Por trás das imagens de guerra
30/04/12 18:28
O paulista André Liohn ganhou na semana passada uma das maiores honrarias do fotojornalismo mundial, a Medalha de Ouro Robert Capa. Premiado por um conjunto de 12 fotos da guerra civil na Líbia, Liohn é o primeiro sul-americano a receber a medalha desde que ela foi criada, em 1955.
Conheci André na fronteira entre Egito e Líbia em fevereiro do ano passado, logo no início da revolução que levaria ao fim do ditador Muamar Gaddafi. Poucos dias depois, perto do porto petroleiro de Brega, avistei André entre um grupo de fotógrafos que pegou carona numa caminhonete de rebeldes líbios, a caminho da frente de batalha com as forças de Gaddafi. A viagem durou pouco: pouco depois eles voltavam a pé, forçados a recuar por foguetes que destruíram a caminhonete e custaram a vida de vários rebeldes. Mesmo com dez anos de experiência em zonas de combate, André estava visivelmente abalado. Mas a atração pelo front não diminuiu: no dia seguinte já estava dentro de uma ambulância rumo aos combates.
Aquele foi o começo de uma longa cobertura para André, que durante meses registrou de perto (e por dentro) alguns dos momentos mais dramáticos e sangrentos da guerra. Em Misurata, cidade que durante semanas ficou sitiada pelas forças gaddafistas, foi ele quem reconheceu os corpos dos fotógrafos Tim Hetherington e Chis Hodros, mortos num bombardeio.
Nascido em Botucatu, André, 39, saiu há vinte anos do Brasil. Cortou lenha alguns meses na Suíça e depois se mudou para a Noruega, onde se estabeleceu. Hoje vive com a mulher e os dois filhos no vilarejo montanhoso de Ariano Irpino, sul da Itália. No ano passado, quando cobriu todas as revoltas árabes, ele passou mais de metade fora de casa.
André é um dos poucos brasileiros que integram a confraria itinerante dos fotógrafos guerra. Profissional independente publicou em alguma das mais importantes publicações do mundo, como as americanas “Newsweek”, “Time” e “New York Times”, e as européias “Guardian” e “Spiegel”, André teve a possibilidade de ficar longos períodos nas áreas de conflito, o que certamente faz a diferença. Com a convivência, o drama anônimo ganha nome e sobrenome.
Vi isso de perto quando fomos juntos no ano passado cobrir para a Folha a tragédia da seca na Somália. Encurralados entre a fome e o terror islamita, milhares de refugiados num campo de refugiados da capital, Mogadishu, mendigavam um prato de comida onde nem a ONU se sentia segura para operar.

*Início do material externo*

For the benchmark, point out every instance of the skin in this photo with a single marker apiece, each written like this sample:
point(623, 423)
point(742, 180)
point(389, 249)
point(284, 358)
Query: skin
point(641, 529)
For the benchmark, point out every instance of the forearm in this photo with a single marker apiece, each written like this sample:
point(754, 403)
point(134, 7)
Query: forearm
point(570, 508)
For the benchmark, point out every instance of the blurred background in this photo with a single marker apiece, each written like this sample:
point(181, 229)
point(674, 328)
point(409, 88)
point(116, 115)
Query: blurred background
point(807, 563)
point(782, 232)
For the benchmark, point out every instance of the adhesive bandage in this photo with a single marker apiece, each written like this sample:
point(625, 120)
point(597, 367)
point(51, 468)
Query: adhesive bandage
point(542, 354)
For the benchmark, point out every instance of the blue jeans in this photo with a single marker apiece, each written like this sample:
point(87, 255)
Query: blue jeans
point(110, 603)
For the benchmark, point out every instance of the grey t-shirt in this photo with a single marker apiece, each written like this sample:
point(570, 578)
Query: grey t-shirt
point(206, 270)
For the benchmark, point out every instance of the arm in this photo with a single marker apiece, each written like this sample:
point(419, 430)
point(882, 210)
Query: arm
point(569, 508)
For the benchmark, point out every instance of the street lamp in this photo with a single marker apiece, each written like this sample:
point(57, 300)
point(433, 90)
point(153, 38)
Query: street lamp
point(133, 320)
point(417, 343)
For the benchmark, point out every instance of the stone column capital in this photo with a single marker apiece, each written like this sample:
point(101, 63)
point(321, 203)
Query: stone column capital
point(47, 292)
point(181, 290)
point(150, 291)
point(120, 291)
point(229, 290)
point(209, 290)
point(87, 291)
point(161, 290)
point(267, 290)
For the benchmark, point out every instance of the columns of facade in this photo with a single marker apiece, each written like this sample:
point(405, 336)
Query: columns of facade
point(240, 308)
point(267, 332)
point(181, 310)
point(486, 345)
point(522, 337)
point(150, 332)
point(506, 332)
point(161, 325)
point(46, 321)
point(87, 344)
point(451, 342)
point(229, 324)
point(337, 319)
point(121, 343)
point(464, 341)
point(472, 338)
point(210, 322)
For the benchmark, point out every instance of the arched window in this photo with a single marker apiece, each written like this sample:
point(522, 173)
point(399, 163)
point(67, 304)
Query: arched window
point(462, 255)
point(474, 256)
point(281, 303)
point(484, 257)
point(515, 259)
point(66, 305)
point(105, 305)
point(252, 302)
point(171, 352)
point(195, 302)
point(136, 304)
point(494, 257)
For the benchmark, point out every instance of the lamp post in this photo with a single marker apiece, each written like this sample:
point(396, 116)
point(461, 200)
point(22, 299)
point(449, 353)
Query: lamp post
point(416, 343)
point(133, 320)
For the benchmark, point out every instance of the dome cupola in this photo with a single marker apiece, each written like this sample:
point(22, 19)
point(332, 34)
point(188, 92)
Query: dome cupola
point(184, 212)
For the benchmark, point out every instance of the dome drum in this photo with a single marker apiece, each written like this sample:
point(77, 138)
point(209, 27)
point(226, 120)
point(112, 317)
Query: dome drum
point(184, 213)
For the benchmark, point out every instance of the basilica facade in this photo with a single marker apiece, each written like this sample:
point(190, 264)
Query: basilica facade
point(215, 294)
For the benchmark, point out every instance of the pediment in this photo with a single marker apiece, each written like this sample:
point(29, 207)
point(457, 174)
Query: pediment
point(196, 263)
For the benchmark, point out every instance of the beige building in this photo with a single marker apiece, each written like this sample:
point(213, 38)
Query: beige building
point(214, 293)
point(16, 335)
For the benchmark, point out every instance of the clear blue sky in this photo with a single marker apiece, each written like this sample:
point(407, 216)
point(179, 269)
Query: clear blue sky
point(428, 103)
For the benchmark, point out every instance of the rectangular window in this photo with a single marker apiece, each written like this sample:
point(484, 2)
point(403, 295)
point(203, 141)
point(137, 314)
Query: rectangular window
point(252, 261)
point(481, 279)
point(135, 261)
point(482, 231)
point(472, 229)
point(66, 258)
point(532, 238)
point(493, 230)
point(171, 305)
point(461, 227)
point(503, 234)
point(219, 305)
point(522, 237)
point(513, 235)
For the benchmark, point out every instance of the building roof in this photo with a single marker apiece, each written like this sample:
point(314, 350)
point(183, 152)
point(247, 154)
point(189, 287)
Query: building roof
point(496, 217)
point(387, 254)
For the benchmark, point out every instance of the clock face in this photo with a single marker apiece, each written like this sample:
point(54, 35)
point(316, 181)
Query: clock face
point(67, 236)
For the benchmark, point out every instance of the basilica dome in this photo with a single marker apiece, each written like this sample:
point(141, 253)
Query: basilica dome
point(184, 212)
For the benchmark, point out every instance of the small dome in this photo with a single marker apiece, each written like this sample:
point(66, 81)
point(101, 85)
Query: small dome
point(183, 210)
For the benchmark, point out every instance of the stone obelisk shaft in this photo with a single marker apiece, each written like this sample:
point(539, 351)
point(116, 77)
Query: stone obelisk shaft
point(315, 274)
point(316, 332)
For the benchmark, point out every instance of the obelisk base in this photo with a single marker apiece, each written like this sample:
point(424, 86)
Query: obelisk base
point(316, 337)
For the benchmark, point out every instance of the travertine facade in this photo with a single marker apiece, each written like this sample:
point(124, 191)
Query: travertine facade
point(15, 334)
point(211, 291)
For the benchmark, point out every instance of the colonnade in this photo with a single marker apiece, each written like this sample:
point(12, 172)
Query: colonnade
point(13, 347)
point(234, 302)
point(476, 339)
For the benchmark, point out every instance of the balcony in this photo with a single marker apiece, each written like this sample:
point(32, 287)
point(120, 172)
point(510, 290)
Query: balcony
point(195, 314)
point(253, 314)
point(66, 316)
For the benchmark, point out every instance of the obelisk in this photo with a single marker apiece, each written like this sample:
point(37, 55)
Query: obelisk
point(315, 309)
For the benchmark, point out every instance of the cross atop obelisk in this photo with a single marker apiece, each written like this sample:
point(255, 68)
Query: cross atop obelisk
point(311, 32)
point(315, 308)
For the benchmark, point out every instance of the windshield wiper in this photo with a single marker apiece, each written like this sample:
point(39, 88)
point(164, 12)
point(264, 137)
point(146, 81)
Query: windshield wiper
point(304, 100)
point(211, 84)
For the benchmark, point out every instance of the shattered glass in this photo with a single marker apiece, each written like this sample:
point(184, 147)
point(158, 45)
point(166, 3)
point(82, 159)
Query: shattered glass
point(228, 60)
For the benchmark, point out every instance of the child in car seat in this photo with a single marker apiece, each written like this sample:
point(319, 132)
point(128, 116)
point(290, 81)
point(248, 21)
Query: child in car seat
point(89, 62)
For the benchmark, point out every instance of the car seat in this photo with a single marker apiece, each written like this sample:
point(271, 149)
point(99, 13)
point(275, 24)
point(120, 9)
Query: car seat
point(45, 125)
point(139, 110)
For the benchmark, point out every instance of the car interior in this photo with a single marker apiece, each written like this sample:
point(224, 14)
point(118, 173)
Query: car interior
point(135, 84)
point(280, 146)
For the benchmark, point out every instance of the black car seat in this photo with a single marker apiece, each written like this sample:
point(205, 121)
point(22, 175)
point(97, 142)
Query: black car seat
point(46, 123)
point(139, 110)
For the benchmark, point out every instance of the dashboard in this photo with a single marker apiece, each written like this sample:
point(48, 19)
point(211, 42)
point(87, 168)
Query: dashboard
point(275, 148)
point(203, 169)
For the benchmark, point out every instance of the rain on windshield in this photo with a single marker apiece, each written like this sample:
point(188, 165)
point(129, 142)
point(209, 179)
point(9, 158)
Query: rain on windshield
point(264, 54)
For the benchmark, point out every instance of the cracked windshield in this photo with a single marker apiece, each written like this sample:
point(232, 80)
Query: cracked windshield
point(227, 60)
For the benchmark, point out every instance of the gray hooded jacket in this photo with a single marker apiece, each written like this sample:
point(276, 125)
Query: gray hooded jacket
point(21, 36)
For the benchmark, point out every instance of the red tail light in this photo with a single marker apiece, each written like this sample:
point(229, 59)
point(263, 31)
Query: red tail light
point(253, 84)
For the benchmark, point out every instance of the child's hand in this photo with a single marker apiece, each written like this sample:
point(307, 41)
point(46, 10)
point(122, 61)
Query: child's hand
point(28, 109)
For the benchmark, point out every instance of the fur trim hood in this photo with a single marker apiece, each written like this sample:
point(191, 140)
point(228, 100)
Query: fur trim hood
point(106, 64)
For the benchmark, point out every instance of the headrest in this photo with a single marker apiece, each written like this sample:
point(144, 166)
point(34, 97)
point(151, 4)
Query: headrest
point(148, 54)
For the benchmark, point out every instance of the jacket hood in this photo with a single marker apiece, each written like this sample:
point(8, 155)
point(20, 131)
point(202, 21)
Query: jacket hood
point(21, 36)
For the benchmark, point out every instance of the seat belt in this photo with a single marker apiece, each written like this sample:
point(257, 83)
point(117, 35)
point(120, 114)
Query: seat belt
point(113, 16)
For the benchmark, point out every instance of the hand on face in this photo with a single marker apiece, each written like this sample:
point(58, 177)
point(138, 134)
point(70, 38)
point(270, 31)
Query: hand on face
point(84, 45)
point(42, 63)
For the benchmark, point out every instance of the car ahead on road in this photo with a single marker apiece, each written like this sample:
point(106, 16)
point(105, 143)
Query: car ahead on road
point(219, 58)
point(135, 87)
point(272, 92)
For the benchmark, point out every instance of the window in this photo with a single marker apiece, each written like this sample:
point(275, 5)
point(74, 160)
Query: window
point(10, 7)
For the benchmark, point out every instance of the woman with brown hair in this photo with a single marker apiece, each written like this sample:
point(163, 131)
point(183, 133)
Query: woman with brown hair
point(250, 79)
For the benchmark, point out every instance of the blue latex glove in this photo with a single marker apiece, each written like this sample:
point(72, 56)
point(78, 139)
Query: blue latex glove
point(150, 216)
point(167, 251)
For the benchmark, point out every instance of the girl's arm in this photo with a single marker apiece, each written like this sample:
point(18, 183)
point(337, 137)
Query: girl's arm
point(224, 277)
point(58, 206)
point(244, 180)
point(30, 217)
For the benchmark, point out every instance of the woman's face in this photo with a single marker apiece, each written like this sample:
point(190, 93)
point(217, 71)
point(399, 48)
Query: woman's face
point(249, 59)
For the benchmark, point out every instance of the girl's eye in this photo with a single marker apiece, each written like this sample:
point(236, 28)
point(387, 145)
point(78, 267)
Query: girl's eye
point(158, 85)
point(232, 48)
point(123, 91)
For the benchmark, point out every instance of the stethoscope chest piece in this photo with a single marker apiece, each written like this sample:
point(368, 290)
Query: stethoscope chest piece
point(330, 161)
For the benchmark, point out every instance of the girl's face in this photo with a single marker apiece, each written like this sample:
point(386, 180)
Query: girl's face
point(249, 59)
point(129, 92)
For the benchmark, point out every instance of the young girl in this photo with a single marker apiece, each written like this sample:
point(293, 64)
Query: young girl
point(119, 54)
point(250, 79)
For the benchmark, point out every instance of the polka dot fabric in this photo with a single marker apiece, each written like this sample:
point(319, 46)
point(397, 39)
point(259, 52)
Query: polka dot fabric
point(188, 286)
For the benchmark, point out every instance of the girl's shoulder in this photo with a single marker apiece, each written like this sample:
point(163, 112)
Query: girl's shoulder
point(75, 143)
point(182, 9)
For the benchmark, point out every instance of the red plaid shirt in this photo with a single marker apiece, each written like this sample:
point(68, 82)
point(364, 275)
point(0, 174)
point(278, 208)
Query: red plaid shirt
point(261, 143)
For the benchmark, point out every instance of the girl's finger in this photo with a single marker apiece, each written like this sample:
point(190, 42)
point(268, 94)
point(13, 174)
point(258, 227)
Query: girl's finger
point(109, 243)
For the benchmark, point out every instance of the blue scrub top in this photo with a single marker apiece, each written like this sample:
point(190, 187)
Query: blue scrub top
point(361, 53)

Mesmo já tendo feito algumas coberturas de conflito, para mim Mogadishu foi um choque. Principalmente a falta de mobilidade. Em qualquer saída, e elas eram curtas, estávamos sempre acompanhados de escolta com pelo menos três seguranças com fuzis. Sair do carro, mesmo só por alguns minutos, era uma temeridade.
André já havia estado na Somália muitas vezes, o que encurtou os caminhos esburacados de Mogadishu. Ficávamos horas trancados no quarto de um hospital, à espera da escolta. Sem ela, até ir à esquina comprar uma Coca-Cola era risco de vida. Para passar o tempo, assistimos a “Tropa de Elite 2” no computador. As milícias cariocas na tela, as islâmicas do lado de fora. Surreal. E conversas em tempo real sobre o papel dos jornalistas em situações extremas. Trabalhar na linha de frente é tomar decisões o tempo todo. De alguma forma, muitas moldarão a opinião pública sobre o conflito.
André Liohn é o entrevistado desta segunda-feira do programa Roda Viva, da TV Cultura. Ótima chance de conhecer o outro lado das imagens de guerra.